Transgenic Arabidopsis plants with decreased activity of fructose-6-phosphate,2-kinase/fructose-2,6-bisphosphatase have altered carbon partitioning

Abstract

The role of fructose-2,6-bisphosphate (Fru-2,6-P(2)) as a regulatory metabolite in photosynthetic carbohydrate metabolism was studied in transgenic Arabidopsis plants with reduced activity of Fru-6-phosphate,2-kinase/Fru-2,6-bisphosphatase. A positive correlation was observed between the Fru-6-phosphate,2-kinase activity and the level of Fru-2,6-P(2) in the leaves. The partitioning of carbon was studied by (14)CO(2) labeling of photosynthetic products. Plant lines with Fru-2,6-P(2) levels down to 5% of the levels observed in wild-type (WT) plants had significantly altered partitioning of carbon between sucrose (Suc) versus starch. The ratio of (14)C incorporated into Suc and starch increased 2- to 3-fold in the plants with low levels of Fru-2,6-P(2) compared with WT. Transgenic plant lines with intermediate levels of Fru-2,6-P(2) compared with WT had a Suc-to-starch labeling ratio similar to the WT. Levels of sugars, starch, and phosphorylated intermediates in leaves were followed during the diurnal cycle. Plants with low levels of Fru-2,6-P(2) in leaves had high levels of Suc, glucose, and Fru and low levels of triose phosphates and glucose-1-P during the light period compared with WT. During the dark period these differences were eliminated. Our data provide direct evidence that Fru-2,6-P(2) affects photosynthetic carbon partitioning in Arabidopsis. Opposed to this, Fru-2,6-P(2) does not contribute significantly to regulation of metabolite levels in darkness.

Figure 1

Immunoblot analysis of antisense F2KP and WT Arabidopsis plants. Transgenic plants lines with decreased F6P,2-K/F26BPase activity were analyzed by western blot and the 93-kD F2KP protein was detected in the plant extracts using polyclonal antibodies against the AtF2KP-phosphatase region. Each lane contained 6.5 μg of protein.

Figure 2

Relationship between F6P,2-K activity and the Fru-2,6-P₂ levels.

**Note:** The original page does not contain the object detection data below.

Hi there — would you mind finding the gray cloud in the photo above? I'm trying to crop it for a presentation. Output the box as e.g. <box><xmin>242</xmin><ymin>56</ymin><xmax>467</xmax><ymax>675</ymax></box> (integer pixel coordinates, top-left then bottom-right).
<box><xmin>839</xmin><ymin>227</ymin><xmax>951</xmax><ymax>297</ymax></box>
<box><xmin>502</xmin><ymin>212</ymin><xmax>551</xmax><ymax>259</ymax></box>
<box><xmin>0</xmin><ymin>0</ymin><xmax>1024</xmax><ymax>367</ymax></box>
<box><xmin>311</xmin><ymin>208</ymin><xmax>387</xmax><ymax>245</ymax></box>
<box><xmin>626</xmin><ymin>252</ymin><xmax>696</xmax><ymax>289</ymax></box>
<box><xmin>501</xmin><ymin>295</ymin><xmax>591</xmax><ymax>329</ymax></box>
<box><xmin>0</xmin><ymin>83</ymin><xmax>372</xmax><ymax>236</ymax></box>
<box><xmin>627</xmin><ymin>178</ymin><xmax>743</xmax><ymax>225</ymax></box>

The specific F6P,2-K activities are plotted against the Fru-2,6-P₂ levels in seven independent plant lines. Each point represents one plant. The plant lines are AS1 (♦), AS2 (□), AS6 (▴), AS13 (▵), AS16 (▪), control (●), and WT (○). Control is a plant line only transformed with an empty vector construct. All samples were harvested during the last hour of the photoperiod.

Figure 3

F6P,2-K and F26BPase activities, Fru-2,6-P₂ levels, and sugars-to-starch ¹⁴C-labeling ratio in independent plant lines. Samples were collected and analyzed for activity of F6P,2-K (A), F26BPase (B), and levels of Fru-2,6-P₂ (C). Similar plants were radiolabeled with ¹⁴CO₂ for 10 min and the ratio between ¹⁴C incorporated into sugars and starch was determined (D). Each value represents the means ± sd of four different plants. ND, Not determined. All samples were harvested and radiolabeling was performed during the last hour of the photoperiod.

Figure 4

Photosynthetic carbon partitioning measured as ¹⁴C incorporation in WT and antisense plants. Plants with low levels of Fru-2,6-P₂ (AS1) and WT plants were photosynthetically labeled with ¹⁴CO₂ for 10 min from the beginning of the photoperiod (0) and after 10 min (10) and 60 min (60) of illumination. Each column represents the means ± sd of three individual plants. Black columns represent the sum of radioactivity incorporated into lipids, cationic, anionic, and insoluble compounds (excluding starch). Gray columns represent starch. White columns represent neutral compounds, mainly Suc.

Figure 5

The level of Fru-2,6-P_2, sugars, and starch in WT Arabidopsis and antisense plants with low Fru-2,6-P₂ (AS1) during the diurnal cycle. Each point represents the means ± sd of four different plants. The bars at the top of the graphs indicate light (white bars) or dark (black bars). A, Fru-2,6-P₂; B, Suc; C, Glc; D, Fru; E, starch. White symbols, AS1; black symbols, WT.

Figure 6

The hexose-phosphate and triose-phosphate content of WT plants and transgenic plants with low Fru-2,6-P₂. Each point represents the means ± sd of four different plants. A, Fru-6-P; B, Glc-6-P; C, Glc-1-P; D, GAP; E, DHAP. White symbols, AS1; black symbols, WT.

Figure 7

Light response curve for oxygen evolution in leaves of low Fru-2,6-P₂ plants (AS1) and for WT plants. Each point represents the means ± sd of five independent plants, with three independent determinations of each. White symbols, AS1; black symbols, WT.